On the acceptability of treatment, group counseling was believed to be an acceptable modality of treatment for perinatal women, especially in rural areas. The rural women in Kamuli were reported to usually meet in groups and talk about the issues that concern them in daily life. Group counseling would therefore fit naturally into this already existing traditional way of dealing with difficult issues in their life. According to the mothers and VHTs, it would be easy to bring mothers together to share their experiences and reduce their stress.
That is the best way to do it. Some of the issues they share when they are together can help them to learn from one another; (
Focus group: Village Health Team member)
……….and you can go in that group when you are stressed and by the time you leave the group, stress is off (
Focus group: postpartum woman
For the midwives, group counseling would not only be acceptable because it is close to tradition, but also because it is convenient for them as service providers. Group counseling would be efficient in terms of saving midwives time, which is already constrained by huge workloads.
Group counseling would be better in educating mothers on mental health because you may find that most at them have similar problems. It is also less time consuming. (Key Informant: Midwife)
Services available for mental health care
A midwife reported that she was not aware of any perinatal mental health services in primary health care facilities within Kamuli district except at the district and regional referral hospitals. The latter is in a neighboring district. As a result mothers are referred away from the lower health facilities to the regional hospital for help once identified to have or to be at risk of mental illness, for fear of the mother’s mental illness becoming too complicated for the midwives to manage. She stated:
If we have someone that has had any mental problem in the previous pregnancy, we refer them to the main hospital.
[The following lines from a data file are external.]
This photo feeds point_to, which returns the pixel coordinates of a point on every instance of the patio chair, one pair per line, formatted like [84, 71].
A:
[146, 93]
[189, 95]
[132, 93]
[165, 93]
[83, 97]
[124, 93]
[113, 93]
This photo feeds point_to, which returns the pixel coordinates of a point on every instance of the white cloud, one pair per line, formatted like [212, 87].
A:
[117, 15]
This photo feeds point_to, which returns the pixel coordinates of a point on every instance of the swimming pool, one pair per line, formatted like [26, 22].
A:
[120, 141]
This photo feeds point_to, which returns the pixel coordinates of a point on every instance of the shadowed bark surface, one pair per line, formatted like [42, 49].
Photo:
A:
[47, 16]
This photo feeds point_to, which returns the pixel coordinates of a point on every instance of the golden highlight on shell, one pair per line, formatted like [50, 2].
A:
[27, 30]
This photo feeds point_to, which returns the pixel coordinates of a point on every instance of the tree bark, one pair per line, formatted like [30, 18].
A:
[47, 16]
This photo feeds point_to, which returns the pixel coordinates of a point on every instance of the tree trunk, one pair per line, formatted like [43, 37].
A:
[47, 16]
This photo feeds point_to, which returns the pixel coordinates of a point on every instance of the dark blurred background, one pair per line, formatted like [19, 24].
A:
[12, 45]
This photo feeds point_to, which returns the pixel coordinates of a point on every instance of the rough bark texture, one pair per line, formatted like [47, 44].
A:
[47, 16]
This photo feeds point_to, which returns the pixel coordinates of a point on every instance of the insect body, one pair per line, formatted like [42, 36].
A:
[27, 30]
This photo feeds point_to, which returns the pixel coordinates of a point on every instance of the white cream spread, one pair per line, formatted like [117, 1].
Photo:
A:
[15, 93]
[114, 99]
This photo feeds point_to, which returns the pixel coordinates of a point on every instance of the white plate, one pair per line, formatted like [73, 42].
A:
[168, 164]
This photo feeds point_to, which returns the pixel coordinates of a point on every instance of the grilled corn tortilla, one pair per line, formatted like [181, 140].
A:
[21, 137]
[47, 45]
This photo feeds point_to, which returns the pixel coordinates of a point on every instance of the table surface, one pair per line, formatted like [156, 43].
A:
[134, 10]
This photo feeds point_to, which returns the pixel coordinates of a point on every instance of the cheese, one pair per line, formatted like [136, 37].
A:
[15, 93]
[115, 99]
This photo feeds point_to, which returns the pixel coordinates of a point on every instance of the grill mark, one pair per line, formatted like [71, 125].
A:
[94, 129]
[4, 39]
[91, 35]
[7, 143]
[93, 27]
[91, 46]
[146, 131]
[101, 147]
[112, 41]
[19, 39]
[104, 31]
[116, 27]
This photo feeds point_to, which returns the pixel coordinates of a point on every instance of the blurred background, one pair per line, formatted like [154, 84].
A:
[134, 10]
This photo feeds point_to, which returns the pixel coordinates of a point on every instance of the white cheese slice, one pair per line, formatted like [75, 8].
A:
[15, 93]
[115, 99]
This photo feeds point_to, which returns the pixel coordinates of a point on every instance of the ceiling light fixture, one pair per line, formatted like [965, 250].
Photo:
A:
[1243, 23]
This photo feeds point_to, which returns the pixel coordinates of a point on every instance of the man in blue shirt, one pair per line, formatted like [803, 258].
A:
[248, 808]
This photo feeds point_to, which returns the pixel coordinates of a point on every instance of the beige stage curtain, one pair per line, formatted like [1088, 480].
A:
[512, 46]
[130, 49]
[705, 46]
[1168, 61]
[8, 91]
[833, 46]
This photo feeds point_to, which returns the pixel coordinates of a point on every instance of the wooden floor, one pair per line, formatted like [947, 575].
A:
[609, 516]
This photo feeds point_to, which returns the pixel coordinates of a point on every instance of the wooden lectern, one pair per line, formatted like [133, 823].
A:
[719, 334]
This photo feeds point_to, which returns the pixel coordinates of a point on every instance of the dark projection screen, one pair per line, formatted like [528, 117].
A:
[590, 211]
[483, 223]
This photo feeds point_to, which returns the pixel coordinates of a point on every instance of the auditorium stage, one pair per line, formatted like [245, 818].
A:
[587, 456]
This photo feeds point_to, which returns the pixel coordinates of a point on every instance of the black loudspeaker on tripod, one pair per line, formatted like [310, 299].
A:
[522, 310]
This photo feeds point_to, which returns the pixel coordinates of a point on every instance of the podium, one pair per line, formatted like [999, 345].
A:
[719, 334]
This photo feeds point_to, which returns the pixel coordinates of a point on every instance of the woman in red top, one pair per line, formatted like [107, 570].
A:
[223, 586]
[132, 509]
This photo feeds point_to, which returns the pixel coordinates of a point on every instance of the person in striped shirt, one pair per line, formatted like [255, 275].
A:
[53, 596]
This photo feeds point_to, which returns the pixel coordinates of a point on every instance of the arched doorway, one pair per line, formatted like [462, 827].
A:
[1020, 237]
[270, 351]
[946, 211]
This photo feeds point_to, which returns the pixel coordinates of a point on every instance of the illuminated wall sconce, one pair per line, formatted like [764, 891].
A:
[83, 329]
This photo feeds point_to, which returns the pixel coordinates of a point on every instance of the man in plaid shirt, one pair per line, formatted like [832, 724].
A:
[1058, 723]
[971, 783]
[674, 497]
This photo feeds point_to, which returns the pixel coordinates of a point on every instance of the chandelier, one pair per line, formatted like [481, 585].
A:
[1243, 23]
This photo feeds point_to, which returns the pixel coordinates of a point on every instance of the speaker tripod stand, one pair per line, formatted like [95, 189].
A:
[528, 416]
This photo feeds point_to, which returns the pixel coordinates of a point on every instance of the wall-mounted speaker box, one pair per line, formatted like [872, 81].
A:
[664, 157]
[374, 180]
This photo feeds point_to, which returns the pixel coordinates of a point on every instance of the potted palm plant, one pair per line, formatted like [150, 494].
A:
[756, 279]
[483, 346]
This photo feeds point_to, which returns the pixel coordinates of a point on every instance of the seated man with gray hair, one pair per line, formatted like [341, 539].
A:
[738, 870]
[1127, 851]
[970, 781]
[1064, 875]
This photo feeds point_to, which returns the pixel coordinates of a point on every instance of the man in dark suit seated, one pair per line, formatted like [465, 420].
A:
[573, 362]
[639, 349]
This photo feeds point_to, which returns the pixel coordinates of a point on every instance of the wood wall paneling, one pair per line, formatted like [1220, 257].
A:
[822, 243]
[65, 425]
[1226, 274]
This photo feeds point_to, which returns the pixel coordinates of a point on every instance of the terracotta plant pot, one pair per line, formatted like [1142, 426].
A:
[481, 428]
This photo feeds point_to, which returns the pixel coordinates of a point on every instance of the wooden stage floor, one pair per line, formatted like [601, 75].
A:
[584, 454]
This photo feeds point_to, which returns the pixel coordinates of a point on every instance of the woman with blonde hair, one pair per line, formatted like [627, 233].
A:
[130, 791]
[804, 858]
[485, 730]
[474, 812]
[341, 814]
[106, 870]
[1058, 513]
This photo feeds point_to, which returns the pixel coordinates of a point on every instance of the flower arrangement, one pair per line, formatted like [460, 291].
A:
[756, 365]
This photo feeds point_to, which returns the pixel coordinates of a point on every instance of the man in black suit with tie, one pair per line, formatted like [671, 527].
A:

We do this during health education such that she does not bring us problems.
(Key Informant: Midwife)
It seemed therefore that there are no available mental health services within the community for perinatal women to access. Traditional healers appear to form the basis of mental health care for the perinatal woman in the community largely because of how the cause of such illness is understood.
Recommendations from participants
Several recommendations were made by the study participants. These included:
a) Making mental health medicines available in maternity units where they are not currently stocked; b) that there needs to be provision of food for mothers needing admission, otherwise families would opt not to bring these mothers for care. Key informants reported that mothers had difficulty getting food in case they needed to be admitted for severe mental illness due to the severe household poverty. c) The need to bridge the knowledge gaps among midwives through training them in screening, identification and treatment of maternal mental health problems was raised numerous times by a range of respondents; d) Ensuring that resources are provided to enable mental health services to be provided alongside general maternal health care; and e) empowering the VHTs through training in order to increase community sensitization, follow up and support for mothers at the community level.